Trump has pursued this aim by ordering the dismantling or elimination of all fairness, variety and inclusion insurance policies and practices. His government order in opposition to inclusion and variety has resulted in a placing of literature from federal companies and strain on personal sector entities to do the identical by threatening to chop federal funding and contracts.
The Nationwide Parks Service, in a latest try and adjust to Trump’s directive, edited a webpage on Underground Railroad hero Harriet Tubman in a method that appeared to downplay Tubman’s position and sanitize the tough realities of American slavery.
For instance, in line with The AP, the unique opening sentence referenced the railroad’s core position in “the resistance to enslavement via escape and flight.” Nonetheless, an edited model known as the railroad “one of the vital vital expressions of the American Civil Rights Motion” and described the way it “bridged the divides of race, faith, sectional variations and nationality.”

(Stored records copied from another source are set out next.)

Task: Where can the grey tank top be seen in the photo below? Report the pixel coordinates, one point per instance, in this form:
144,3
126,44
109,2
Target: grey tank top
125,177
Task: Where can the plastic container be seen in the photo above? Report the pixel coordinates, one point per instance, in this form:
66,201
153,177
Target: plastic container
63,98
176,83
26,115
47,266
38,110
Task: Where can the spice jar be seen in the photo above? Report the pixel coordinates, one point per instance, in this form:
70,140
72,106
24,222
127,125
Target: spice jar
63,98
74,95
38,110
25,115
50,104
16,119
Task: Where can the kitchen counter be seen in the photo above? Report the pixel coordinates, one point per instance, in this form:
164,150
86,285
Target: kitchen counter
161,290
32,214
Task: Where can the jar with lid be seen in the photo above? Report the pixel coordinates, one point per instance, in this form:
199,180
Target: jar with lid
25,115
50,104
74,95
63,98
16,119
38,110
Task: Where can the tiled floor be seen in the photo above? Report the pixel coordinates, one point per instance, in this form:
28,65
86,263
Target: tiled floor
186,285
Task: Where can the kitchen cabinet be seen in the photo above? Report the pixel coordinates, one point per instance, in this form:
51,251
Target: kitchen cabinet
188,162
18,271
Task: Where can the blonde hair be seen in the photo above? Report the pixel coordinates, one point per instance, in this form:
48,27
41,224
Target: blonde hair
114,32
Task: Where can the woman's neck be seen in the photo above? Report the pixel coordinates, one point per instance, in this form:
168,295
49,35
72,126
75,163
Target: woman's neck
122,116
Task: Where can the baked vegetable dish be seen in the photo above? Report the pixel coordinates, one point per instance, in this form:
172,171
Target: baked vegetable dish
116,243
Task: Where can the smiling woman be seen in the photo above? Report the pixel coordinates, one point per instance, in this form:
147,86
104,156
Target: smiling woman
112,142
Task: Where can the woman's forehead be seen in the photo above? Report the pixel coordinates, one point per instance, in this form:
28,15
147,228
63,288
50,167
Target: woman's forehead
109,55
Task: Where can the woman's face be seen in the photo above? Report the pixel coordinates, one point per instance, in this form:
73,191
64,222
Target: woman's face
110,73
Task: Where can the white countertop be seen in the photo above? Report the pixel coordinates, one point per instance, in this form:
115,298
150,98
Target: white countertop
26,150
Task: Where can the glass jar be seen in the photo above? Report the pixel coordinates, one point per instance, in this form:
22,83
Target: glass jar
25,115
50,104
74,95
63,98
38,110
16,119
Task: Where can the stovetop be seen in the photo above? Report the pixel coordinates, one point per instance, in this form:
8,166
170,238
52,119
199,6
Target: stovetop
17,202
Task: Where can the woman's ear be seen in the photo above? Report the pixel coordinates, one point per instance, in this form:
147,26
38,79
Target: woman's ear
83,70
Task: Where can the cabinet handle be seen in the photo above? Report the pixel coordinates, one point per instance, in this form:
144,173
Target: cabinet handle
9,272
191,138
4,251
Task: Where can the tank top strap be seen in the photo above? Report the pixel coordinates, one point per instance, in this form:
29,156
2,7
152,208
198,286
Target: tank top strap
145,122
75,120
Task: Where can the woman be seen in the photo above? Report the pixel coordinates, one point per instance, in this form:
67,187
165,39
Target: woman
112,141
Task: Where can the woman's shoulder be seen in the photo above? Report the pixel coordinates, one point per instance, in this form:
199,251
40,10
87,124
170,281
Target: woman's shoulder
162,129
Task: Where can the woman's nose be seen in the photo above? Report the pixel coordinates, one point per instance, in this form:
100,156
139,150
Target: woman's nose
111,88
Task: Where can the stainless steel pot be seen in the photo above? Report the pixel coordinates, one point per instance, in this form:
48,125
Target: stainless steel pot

Civil rights leaders instantly decried the modifications. Bernice King, daughter of the Rev. Dr. Martin Luther King Jr., known as the transfer “an assault on fact, an try and erase historical past that will assist us enhance society immediately, a refusal to be uncomfortable and engaged in altering dangerous insurance policies and practices.”
The general public backlash prompted the NPS to stroll again the edits on April 8.
The controversy got here on the heels of reports that Trump had turned his sights on the Smithsonian Establishment, significantly the Nationwide Museum of African American Historical past and Tradition, for what he deemed “improper ideology” within the depictions of American historical past.
In a March 27 government order, “Restoring Reality and Sanity to American Historical past,” the president empowered Vice President J.D. Vance to overview all of the Smithsonian’s properties, packages and shows to ban packages that “degrade shared American values” or “divide Individuals based mostly on race.”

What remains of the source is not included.